(1.) THIS is a revision petition under Section 333 of the UPZA and LR Act (hereinafter referred to the Act), preferred against the judgment and order, dated 21-1-1994, passed by the learned Additional Commissioner, Jhansi Division, Jhansi, in revision Petition No. 206/300 of 1991-92/Banda, dismissing the same and confirming the judgment and order, dated 19-8-1992, passed by the learned trial Court in proceedings under Section 198(4) of the Act.
(2.) BRIEFLY stated, the facts giving rise to the instant revision petition are that on the application of Shiv Nathi, proceedings under Section 198(4) of the Act were initiated against the present revisionist etc., for cancellation of the lease, granted in their favour, on the ground of irregular allotment, during the pendency of which an application was moved on behalf of the revisionist on 12-2-1992 with the prayer to decide the preliminary issues first, in respect of the point of res-judicata and the proceedings, being barred by limitation. Objections were filed by the complainant on 25-5-1992, praying for the rejection of the aforesaid application. The learned trial Court, vide its order, dated 10-8-1992, rejected the application, in question, and ordered the case to proceed further, against which a revision petition was preferred by the revisionist before the learned Additional Commissioner, who has dismissed the same vide his judgment and order, dated 21-1-1994 and therefore, it is against these orders that the instant revision petition has been filed by her before the Board.

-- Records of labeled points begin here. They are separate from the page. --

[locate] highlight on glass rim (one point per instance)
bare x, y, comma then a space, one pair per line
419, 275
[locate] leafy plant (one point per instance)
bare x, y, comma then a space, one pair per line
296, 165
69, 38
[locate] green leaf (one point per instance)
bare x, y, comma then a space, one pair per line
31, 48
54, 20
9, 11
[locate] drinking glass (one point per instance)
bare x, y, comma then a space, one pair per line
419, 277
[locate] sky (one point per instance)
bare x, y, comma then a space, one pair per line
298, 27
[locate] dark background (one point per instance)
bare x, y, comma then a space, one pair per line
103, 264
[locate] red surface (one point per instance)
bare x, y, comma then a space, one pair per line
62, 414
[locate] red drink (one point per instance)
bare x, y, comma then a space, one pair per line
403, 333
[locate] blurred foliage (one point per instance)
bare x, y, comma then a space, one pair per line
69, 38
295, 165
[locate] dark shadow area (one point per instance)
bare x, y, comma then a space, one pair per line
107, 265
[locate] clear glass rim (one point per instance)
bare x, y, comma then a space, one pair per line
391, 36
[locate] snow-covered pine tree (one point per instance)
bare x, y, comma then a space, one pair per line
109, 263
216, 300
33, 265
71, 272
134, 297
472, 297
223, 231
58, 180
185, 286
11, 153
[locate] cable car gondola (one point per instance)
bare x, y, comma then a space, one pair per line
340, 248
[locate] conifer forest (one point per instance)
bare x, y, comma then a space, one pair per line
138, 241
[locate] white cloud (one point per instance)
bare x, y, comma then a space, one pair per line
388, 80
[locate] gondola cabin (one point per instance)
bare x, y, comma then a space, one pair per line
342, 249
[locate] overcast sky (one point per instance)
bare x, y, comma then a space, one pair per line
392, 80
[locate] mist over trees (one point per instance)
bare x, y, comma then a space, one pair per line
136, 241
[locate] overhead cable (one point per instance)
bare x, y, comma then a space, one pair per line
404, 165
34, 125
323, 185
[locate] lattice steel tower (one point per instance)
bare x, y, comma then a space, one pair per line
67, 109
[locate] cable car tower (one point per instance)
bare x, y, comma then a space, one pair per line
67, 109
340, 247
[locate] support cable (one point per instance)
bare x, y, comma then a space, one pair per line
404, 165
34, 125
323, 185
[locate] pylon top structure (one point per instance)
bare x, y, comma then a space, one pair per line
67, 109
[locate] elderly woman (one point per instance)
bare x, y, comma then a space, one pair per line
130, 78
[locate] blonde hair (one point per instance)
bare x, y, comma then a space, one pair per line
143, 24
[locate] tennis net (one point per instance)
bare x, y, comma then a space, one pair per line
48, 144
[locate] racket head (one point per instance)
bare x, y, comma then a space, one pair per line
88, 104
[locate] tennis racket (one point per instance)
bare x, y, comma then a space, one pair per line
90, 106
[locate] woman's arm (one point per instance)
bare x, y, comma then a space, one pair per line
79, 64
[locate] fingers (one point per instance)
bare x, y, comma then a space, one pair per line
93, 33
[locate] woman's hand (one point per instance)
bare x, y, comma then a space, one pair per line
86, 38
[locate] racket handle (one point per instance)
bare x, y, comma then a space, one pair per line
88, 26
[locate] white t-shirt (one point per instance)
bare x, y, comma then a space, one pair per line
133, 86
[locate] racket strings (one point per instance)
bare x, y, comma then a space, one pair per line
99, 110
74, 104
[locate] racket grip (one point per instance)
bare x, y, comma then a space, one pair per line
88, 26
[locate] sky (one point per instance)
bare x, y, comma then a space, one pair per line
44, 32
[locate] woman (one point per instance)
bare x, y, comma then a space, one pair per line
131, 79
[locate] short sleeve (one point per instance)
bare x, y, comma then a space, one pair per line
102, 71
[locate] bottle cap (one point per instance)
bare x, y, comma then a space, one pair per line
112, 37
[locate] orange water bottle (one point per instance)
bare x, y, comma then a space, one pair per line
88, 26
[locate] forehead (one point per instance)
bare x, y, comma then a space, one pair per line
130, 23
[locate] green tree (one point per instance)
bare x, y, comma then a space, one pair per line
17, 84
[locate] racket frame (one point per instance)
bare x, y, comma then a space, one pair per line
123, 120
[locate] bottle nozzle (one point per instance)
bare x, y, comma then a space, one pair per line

(3.) I have closely and carefully considered the arguments, advanced before me by the learned Counsel for the revisionist and have also scanned the record on file. A bare perusal of the record on file clearly reveals that both the learned Courts below, have rejected the application, dated 12-2-1992, moved on behalf of the revisionist on the ground that the principle of res-judicata and the point of limitation do not bar the instant proceedings. As a matter of fact, the legality and veracity of the lease, in question, have never been adjudicated upon earlier. What was, in fact, done is that since the land comes under Section 132 of the Act, amendment was ordered to be made accordingly. So far as the point of limitation is concerned, although the complaint was made in the year 1991, but after enquiry, if the collector, concerned is satisfied to proceed with the case, it would always be deemed that he has tken the action suo-moto, and in such a case, the complaint is nothing but a source of information to him and therefore, the question of limitation does not arise at all. Both the learned Courts below have dealt with the matter, in question, through and through, in correct perspective of law and were perfectly, justified in rendering the impugned orders. Moreover, the final decision in the matter, in question is yet to be given and the revisionist has nothing to worry about or to feel aggrieved or prejudiced, as she will certainly have ample opportunity to have her say before the learned trial Court, if she so desires and therefore, the contentions of the learned Counsel for the revisionist who has miserably failed to substantiate his claim, are rather untenable for the same reason. The case laws, cited by him, are also of no help to the revisionist for the simple reason that the facts of the instant case are rather quite different from those of the reported case and therefore, I am of the considered opinion that no error of law, fact or jurisdiction has been committed by the learned Courts, below and as such, this revision petition, having no force, very richly deserves dismissal outright. Needless to say, since this is one of the oldest pending cases, the learned trial Court is, at least, expected to dispose of the same expeditiously, on merits.